For me, work/life balance is a constant struggle, perhaps because I never want to miss out on anything. When our family just consisted of my husband and me, work/life balance was a snap: We worked. A lot. When we added our first little one into the mix earlier this year, things became considerably more complicated. Suddenly being on the road 17 days a month for my job didn't seem quite so glamorous. Life changes, priorities shift, and the beauty is in how we adapt.
I am lucky. I have an amazing business partner, a supportive husband, and the opportunity to launch a business that I know will help people just like us organize the chaos. Leaving my corporate job didn't alleviate the work/life balance struggle but what it did do was force me to reevaluate what work/life balance actually means to me.
What I have found is the concept of wanting to do something entrepreneurial and wanting to have balance is diametrically opposed.
There is a lot of information and opinions that have surfaced in recent years that aim to give people a roadmap to the ever-elusive work/life balance. But this state of so called work/life Zen remains, for most of us—myself included—unattainable.
Why? Because most families have both of the adults maintaining full time jobs, managing children and aging parents, bills, and all the everyday life occurrences. How can we be anything other than stressed? The myths that lead us to believe that if we just work hard enough we can have it all have led us to place even more pressure on ourselves and our spouses to be all things to all people at all times. Impossible? Yes. But with a little self awareness of some of these myths and their realities, we might just be able to find a little Zen in spite of it all.
Myth One: Work Is Bad for You
I’m not quite sure how we have come to believe that work is negative and that we need to minimize the amount of time we spend focused on our chosen profession. Work is one of the major avenues where we all seek achievement. Arguments for a simplistic definition of balance devalue the work in work/life balance.

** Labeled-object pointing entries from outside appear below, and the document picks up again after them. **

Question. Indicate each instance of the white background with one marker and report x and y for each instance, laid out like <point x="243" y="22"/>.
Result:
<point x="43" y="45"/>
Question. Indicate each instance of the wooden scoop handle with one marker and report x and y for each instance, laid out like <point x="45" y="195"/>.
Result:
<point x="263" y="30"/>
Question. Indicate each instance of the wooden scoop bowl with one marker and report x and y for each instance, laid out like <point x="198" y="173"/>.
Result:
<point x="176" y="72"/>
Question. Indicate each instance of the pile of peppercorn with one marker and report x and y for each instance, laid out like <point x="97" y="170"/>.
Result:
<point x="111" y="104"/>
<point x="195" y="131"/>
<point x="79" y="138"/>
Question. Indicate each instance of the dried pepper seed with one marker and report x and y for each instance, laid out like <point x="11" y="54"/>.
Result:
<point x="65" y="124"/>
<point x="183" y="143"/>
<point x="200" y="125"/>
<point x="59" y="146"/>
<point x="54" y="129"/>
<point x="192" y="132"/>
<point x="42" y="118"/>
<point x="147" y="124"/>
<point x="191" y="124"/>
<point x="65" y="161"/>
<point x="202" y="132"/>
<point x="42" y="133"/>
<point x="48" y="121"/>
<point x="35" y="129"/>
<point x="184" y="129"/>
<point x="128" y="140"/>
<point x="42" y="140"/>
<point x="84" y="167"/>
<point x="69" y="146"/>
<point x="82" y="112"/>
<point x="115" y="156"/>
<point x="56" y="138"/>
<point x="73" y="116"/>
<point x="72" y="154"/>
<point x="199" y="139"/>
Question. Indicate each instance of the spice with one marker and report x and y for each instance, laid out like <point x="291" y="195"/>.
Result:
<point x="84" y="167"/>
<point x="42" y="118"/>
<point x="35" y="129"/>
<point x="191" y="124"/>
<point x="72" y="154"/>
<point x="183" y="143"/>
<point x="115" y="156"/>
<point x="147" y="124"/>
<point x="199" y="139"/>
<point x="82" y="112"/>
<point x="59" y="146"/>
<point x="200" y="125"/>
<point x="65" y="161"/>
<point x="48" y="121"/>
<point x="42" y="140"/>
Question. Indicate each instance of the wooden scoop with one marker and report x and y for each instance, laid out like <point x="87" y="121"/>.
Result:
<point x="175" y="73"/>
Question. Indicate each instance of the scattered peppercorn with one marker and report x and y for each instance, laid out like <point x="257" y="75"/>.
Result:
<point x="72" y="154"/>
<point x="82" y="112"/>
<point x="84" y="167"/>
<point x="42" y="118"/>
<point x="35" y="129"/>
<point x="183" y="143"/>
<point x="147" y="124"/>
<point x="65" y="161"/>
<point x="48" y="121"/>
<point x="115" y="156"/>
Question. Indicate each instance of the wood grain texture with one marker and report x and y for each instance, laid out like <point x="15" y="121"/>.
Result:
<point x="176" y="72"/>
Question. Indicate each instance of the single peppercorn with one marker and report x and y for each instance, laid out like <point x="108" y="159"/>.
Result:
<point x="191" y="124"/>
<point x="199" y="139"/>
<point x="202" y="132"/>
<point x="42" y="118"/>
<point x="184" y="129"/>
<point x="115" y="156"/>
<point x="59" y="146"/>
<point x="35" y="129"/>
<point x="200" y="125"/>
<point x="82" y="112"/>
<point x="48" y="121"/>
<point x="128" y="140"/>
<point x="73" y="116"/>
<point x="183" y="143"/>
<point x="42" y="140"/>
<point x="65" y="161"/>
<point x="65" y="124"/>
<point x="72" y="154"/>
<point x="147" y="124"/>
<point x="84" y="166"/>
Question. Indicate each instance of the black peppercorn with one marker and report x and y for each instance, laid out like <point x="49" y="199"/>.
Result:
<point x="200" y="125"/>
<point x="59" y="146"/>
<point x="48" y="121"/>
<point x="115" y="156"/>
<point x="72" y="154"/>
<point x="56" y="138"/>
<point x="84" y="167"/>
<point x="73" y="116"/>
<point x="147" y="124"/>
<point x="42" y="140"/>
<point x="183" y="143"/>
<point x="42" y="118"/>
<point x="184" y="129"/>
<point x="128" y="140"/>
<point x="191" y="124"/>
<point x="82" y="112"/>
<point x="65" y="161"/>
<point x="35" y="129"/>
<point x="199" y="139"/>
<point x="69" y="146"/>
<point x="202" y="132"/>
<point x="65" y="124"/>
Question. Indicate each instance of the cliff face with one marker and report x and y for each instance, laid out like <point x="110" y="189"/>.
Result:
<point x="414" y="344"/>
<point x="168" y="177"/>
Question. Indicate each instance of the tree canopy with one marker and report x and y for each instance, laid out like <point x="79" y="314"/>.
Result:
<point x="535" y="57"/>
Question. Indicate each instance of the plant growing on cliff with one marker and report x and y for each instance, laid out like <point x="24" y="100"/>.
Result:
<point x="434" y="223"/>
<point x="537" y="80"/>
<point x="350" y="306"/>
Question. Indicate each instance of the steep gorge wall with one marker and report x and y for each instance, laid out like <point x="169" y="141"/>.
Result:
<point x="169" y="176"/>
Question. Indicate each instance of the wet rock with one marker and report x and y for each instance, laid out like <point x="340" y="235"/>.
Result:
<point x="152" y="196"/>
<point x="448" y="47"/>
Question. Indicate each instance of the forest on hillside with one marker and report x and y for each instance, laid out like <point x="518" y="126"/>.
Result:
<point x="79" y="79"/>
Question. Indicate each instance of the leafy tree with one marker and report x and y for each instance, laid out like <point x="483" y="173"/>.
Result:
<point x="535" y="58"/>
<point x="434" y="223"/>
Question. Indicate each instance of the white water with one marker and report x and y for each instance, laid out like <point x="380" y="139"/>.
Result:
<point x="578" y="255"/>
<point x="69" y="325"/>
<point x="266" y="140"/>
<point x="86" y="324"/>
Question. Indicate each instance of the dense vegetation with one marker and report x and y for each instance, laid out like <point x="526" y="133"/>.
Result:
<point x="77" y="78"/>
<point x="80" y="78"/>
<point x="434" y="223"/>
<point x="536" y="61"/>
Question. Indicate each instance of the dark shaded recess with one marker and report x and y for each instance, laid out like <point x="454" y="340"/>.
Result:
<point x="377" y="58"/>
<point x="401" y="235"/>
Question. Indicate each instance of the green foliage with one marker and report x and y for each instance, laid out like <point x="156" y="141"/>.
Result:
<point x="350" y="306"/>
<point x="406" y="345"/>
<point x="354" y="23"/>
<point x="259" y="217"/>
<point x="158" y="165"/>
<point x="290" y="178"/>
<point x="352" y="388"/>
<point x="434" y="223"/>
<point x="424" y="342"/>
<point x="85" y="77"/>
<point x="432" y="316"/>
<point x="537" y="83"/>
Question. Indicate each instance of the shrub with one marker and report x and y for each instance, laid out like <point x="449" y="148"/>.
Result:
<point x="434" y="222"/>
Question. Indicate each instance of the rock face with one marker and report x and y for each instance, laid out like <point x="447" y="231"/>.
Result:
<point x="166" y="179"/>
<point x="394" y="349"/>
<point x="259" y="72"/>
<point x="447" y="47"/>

As an entrepreneur, my work is born out of something I love and believe in. It is part of who I am and hopefully my passion will provide many teaching moments for my daughter. The main one, I hope, will be that it is good to be brave.
It takes courage to leave a company and pursue an entrepreneurial venture—courage, focus and time. Which is why it is so important that I strive to think of work/life balance as less of a balance and more of a happiness. Some weeks the 80 hours I put in yields a professional achievement that leaves me full of pride. Other weeks it’s a walk in the park and reading at night with my daughter that fills me with gratitude. No two days are the same and no two days will be balanced the same. Work is a major piece of who we are, a piece that ideally brings us pride and a sense of gratitude—one we should share with our families when we can.
Myth Two: Becoming an Entrepreneur Gives You More Free Time to Balance Your Life
The reality is that if you are doing something you love and you have a vested interest in it, you cannot just turn work off and on. It is impossible to manage a 50-50 split between work and home. At some point in the late ‘80s there was the school of thought that touted 8-8-8: eight hours of work, eight hours of family and private life, and eight hours of sleep. Ok, really?
In this time of a struggling economy, long commutes, and over-scheduled kids, I would love to meet the person who is able to only work eight hours a day. My nine-month-old daughter certainly didn’t get the memo on letting mom and dad sleep for eight hours a night!
So how to best handle this? It really is just organization. Think less about trying to do everything and focus your energy on what is really important. By managing your energy and focusing your attention throughout the day, you will be more productive and may even find a little free time to relax.
Myth Three: A Good Entrepreneur Is Always in Control
As much as we would always like to be in control it is inevitable that some days our clients, friends, and family will demand otherwise. Kids get sick and clients get angry, but being able to adjust quickly and with a sense of purpose will ultimately give your life a fluidity that will help deal with the stresses you’ll encounter.
The only constant is change. We live in a global market and as technology continues to progress, that change spreads faster than ever. We only need to look at the role of technology in business today: Facebook, Twitter, and even our recently launched site HatchedIt.com all are necessary tools to drive growth in an otherwise sluggish economy.
If you can set aside the need to be in control, use technology effectively, and welcome change, your life will not necessarily be more balanced but you will surely be better equipped to deal with the bumpy parts of the road, whether in your business or your family.
So as I sit at my kitchen table at 8:00 at night writing this, my nine-month-old daughter is crawling like a speed demon around the corner with my 12-year-old niece in tow. My co-founder is working on an email to our most recent users and my husband just walked in the door. Dinner is takeout and bills still need to be paid before tomorrow. I often feel that not a day goes by without life throwing me a curveball and there is certainly no balance in my life. There is, however, a great deal of happiness.